My head went to the table and I started to beat it in slow rhythmical knocks.  She was going to kill me.  There was no way that they were going to keep this to themselves.  After the eleventh time I lifted my head back up and leveled each one of their laughing faces with a serious stare.

“I swear to you, if you bring this up and she cries, you will die.”  I said in a low voice.

“All right, boys.  Let’s get back to this matter at hand.  What happened last night?”  He asked.

“I left at oh-three-hundred.  I was in line at Dairy Queen for three minutes, and then was on my way back home when the first shot came from my flank.  It hit my rear bumper; the other three followed shortly after, but the shooter was the driver, and didn’t have a clear shot.  I went down to the Tally Bottoms trying to get them to turn around on themselves, but they didn’t follow.  It was the long brown ponytail that clued me in on O’Hare again.”  I recounted.
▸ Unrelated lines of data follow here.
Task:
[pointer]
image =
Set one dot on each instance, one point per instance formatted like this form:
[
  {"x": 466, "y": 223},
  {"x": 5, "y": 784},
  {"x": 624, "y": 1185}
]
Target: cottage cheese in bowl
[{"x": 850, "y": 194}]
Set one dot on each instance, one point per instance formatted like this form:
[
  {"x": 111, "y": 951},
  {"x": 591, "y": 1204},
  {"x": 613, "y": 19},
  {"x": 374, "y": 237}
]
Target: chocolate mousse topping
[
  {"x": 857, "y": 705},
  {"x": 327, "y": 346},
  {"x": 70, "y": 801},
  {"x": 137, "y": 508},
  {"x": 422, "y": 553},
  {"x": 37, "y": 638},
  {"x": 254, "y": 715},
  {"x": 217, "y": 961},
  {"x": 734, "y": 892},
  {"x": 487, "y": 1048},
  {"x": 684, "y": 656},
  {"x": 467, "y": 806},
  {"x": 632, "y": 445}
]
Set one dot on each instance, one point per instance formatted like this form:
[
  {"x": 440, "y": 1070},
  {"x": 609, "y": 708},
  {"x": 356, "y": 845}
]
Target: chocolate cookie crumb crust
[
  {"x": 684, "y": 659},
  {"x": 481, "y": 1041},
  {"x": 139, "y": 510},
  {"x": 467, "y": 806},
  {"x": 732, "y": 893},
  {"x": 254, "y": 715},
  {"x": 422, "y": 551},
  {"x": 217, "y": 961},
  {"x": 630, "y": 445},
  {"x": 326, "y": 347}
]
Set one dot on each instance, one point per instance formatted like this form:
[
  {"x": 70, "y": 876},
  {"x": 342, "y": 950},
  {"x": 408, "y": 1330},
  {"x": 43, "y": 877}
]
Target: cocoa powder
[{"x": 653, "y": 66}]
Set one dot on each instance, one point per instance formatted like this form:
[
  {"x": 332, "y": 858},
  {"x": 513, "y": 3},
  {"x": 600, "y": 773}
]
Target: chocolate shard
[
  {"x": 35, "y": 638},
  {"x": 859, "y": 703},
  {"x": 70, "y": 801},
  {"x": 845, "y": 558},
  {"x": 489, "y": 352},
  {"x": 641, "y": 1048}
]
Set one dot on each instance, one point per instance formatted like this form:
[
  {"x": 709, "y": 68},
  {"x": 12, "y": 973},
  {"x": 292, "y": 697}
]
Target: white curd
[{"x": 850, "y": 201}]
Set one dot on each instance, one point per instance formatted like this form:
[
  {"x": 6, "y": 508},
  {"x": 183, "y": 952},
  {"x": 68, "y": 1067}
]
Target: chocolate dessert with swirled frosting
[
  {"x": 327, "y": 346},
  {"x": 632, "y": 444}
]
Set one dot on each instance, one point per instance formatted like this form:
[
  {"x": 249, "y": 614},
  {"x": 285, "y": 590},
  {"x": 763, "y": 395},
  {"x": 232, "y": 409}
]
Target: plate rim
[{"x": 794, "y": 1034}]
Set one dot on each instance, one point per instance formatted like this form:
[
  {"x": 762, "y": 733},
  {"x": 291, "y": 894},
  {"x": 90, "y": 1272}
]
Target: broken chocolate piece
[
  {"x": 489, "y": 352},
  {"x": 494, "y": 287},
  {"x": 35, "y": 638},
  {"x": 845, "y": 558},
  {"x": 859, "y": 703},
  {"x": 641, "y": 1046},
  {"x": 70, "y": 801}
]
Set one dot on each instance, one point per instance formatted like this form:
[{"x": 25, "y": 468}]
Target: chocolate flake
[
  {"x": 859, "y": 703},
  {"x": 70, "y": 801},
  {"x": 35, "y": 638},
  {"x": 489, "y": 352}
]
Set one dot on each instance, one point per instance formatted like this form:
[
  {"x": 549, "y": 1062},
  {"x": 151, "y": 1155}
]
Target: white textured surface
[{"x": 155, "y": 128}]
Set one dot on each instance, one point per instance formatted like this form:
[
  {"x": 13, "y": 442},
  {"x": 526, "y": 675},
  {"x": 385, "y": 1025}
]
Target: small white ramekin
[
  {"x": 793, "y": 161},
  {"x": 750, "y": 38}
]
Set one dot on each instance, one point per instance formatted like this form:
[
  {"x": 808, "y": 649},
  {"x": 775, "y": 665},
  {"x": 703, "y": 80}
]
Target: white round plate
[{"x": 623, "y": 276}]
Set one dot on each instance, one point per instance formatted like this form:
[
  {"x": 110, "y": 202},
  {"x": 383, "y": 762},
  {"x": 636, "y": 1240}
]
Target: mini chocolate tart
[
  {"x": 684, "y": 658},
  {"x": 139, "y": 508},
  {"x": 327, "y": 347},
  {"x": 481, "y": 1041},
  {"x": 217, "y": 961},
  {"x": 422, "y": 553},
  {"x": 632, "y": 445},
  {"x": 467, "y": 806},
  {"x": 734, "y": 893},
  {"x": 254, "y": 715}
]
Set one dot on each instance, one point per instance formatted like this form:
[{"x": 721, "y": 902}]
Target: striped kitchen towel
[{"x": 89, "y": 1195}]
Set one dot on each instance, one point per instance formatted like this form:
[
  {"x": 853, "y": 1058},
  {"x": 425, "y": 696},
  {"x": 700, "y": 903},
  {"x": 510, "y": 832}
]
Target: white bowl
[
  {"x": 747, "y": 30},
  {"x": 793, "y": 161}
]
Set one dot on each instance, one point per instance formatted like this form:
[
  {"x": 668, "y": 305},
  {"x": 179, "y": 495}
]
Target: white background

“Vehicle?”  Elliott asked.

“Rental.”

“Fuck.”  Elliott said.

“I didn’t have my piece on me.  She had my head all fucked up last night, and I didn’t take it.  I should have had her.”  I said, disappointed in myself.

“My man, your six month pregnant wife went Hannibal Lector on you.  You’re allowed some leeway here.”  Gabe said lightly.

“There was this one time at band camp,” Elliott started and then snickered.  “No really, there was this one time when Blaine was about seven months pregnant that we went out to eat.  When we got home, I ate the last scoop of ice cream, and she went ballistic.  All screaming and crying, so I went to the store, brought it back, and we started the process all over again because it was the wrong fucking brand.  I refused to go back, and she didn’t speak to me for two days.”

“When Cheyenne was pregnant with Phoebe, I decided to be helpful and get rid of all the old Tupperware containers in the fridge, except I didn’t know that that was where she had a stash of pudding that she was hiding from me.  I’d just tossed them, loaded the dishwasher, and even ran it the damn thing.  Three hours later when I’m in bed, she comes in there and literally rips me a new one when I was only trying to help.”  Sam related.

Gabe’s story was interrupted by the sound of my cell phone ringing from the other room.  Getting up, I went to pick it up.  Reading the screen, I saw a number I was unfamiliar with.

“Hello?”  I answered.

“Hi, Max.  This is Trish.  I was wondering if you’d have some free time to meet with me.”  A cheery voice said.

“Trish, as in my neighbor in Hainseville, Trish?”  I asked.

“The one and only, honey.”  Trish laughed.

Trish and my parents got very close since they both purchased their acreage around the same time.  They both logged with the same logging company, and put cabins not very far apart.  When my parents died, Trish watched over our land for me while I was unable.  Ember hadn’t even returned to the place since their death until very recently. 

Concern flashing through me, I asked, “When and where, sweet girl?”

“Can you come soon, like today perhaps?”  She asked as fear crept into her voice.\

“I can be there in an hour if you need me to be.”  I explained.

“Come up to the house.  Gate’s unlocked.”  She said steadily.

I hung up well and truly concerned.  That woman was as tough as they came.  Her husband died in the war when she was nineteen and he was twenty-one.  She never remarried, and worked their farm by herself until her body just wouldn’t allow her to do it anymore.  She retired at the age of seventy and bought the land beside ours not long after that.  There she raised quarter horses in her spare time, and watched out for those around her.  She was what you would call a busy body.  She knew everything that went on around her, and most of the time knew it before the cops.